Um escanteio cobrado pela esquerda, um desvio no meio do caminho. A bola sobra no pé esquerdo de Tiago Rangel. O zagueiro manda para o fundo da rede e marca o gol da vitória do Flamengo por 1 a 0 contra o Botafogo. Uma zebra gigante… no Campeonato Paraibano. A partida foi disputada no estádio Almeidão, em João Pessoa, em 11 de março de 2012. Um dia histórico para o
Esporte Clube Flamengo Paraibano
, que disputava o torneio pela primeira vez.
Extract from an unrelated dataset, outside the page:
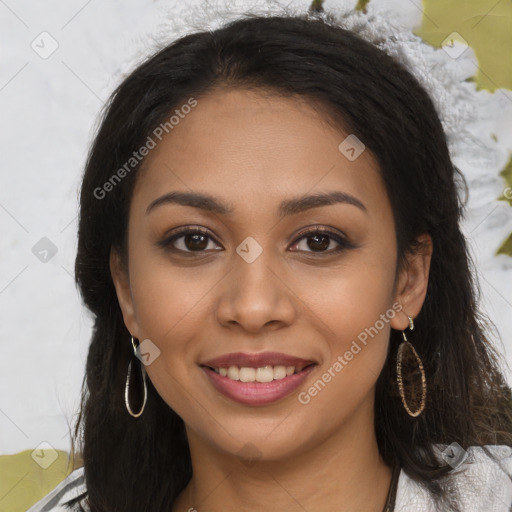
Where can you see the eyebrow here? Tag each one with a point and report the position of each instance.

A “filial” flamenguista teve apenas quatro anos de existência; dois no futebol profissional. O pouco tempo foi suficiente para o clube conseguir um acesso heroico à elite do estadual. A vaga na primeira divisão veio sob o comando do técnico Ramiro Souza, um ex-meio-campista, ídolo do
Botafogo-PB
, que esteve em campo pela equipe contra o
Flamengo
— o original — na
Copa do Brasil
de 1999. O confronto vai se repetir nesta quinta-feira (1º), às 20h (de Brasília), pelo jogo de ida da terceira fase do torneio de mata-mata.
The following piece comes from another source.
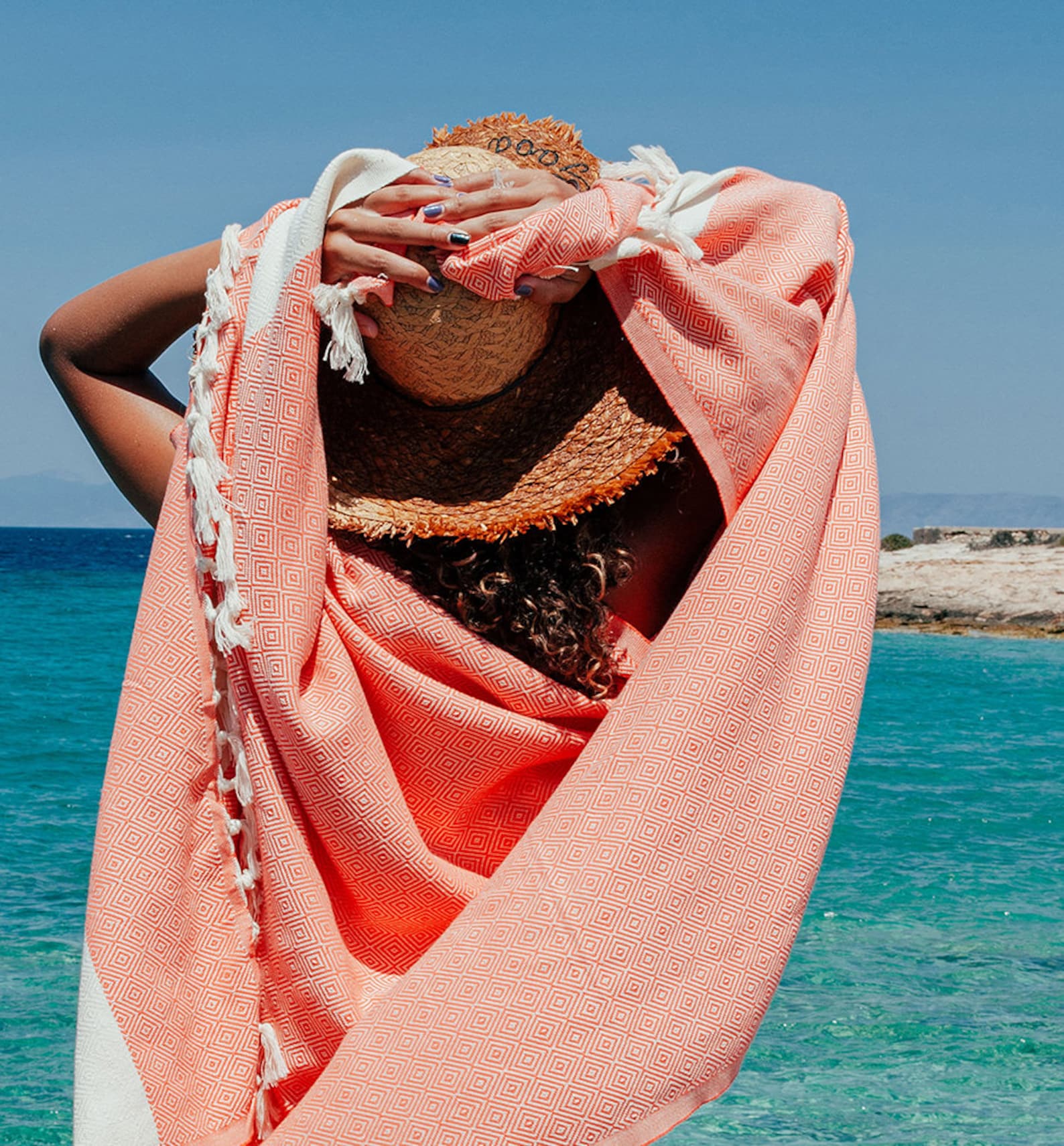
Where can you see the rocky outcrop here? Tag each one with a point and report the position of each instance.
(967, 580)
A expectativa para o possível sucesso do Flamengo Paraibano era grande. O time foi apadrinhado por Márcio Braga, ex-presidente do Rubro-Negro carioca, e a vontade de Ranieri Fonseca, um dos fundadores, era criar um vínculo de apoio, promover intercâmbios, mandando atletas para o Rio de Janeiro e recebendo jogadores que precisassem ganhar experiência. Não deu certo. A “filial” nunca foi oficial, mas, sim, um time independente, apesar da clara inspiração, que se refletia também no escudo e uniforme parecidos.
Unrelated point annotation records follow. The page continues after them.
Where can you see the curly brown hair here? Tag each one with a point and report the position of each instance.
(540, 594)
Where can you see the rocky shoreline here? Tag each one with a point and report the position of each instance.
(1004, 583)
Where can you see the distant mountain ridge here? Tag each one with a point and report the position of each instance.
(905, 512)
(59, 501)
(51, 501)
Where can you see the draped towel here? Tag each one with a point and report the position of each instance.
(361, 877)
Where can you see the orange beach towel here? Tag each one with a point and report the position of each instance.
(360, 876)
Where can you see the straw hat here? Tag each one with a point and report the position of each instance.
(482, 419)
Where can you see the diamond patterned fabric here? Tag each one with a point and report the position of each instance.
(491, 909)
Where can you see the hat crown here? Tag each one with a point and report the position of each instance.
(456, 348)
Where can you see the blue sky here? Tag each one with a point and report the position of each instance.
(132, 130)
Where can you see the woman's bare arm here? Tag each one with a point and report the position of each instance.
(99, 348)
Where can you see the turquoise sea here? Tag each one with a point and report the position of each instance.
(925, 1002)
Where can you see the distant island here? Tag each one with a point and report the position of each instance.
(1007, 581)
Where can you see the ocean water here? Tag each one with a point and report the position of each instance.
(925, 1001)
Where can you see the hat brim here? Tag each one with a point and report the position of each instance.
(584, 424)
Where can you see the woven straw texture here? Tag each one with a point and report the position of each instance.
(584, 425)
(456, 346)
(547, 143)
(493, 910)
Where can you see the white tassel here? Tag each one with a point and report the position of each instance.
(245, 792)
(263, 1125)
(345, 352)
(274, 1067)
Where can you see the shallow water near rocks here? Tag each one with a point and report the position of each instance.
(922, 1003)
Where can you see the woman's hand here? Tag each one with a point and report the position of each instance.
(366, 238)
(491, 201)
“A ideia surgiu porque eu sempre tive escolinhas do Flamengo na Paraíba. A gente via muitos garotos despontarem para outros clubes, e tivemos a ideia de criar o time. Fomos ao Rio de Janeiro para falar com o Márcio Braga e tivemos o apoio dele. Começamos a trabalhar as categorias de base em 2008, competindo em torneios. Depois resolvemos profissionalizar para disputar o Campeonato Paraibano”, contou Fonseca, que se tornou o presidente do clube, à
ESPN
.
Ascensão meteórica veio com ídolo do Botafogo-PB
A trajetória do Flamengo Paraibano não começou bem. O primeiro passo após a profissionalização era disputar a segunda divisão do Campeonato Paraibano. Quando o clube entrou no torneio, em 2011, eram apenas quatro participantes, que se enfrentavam em turno e returno. Os dois com mais pontos subiam à elite.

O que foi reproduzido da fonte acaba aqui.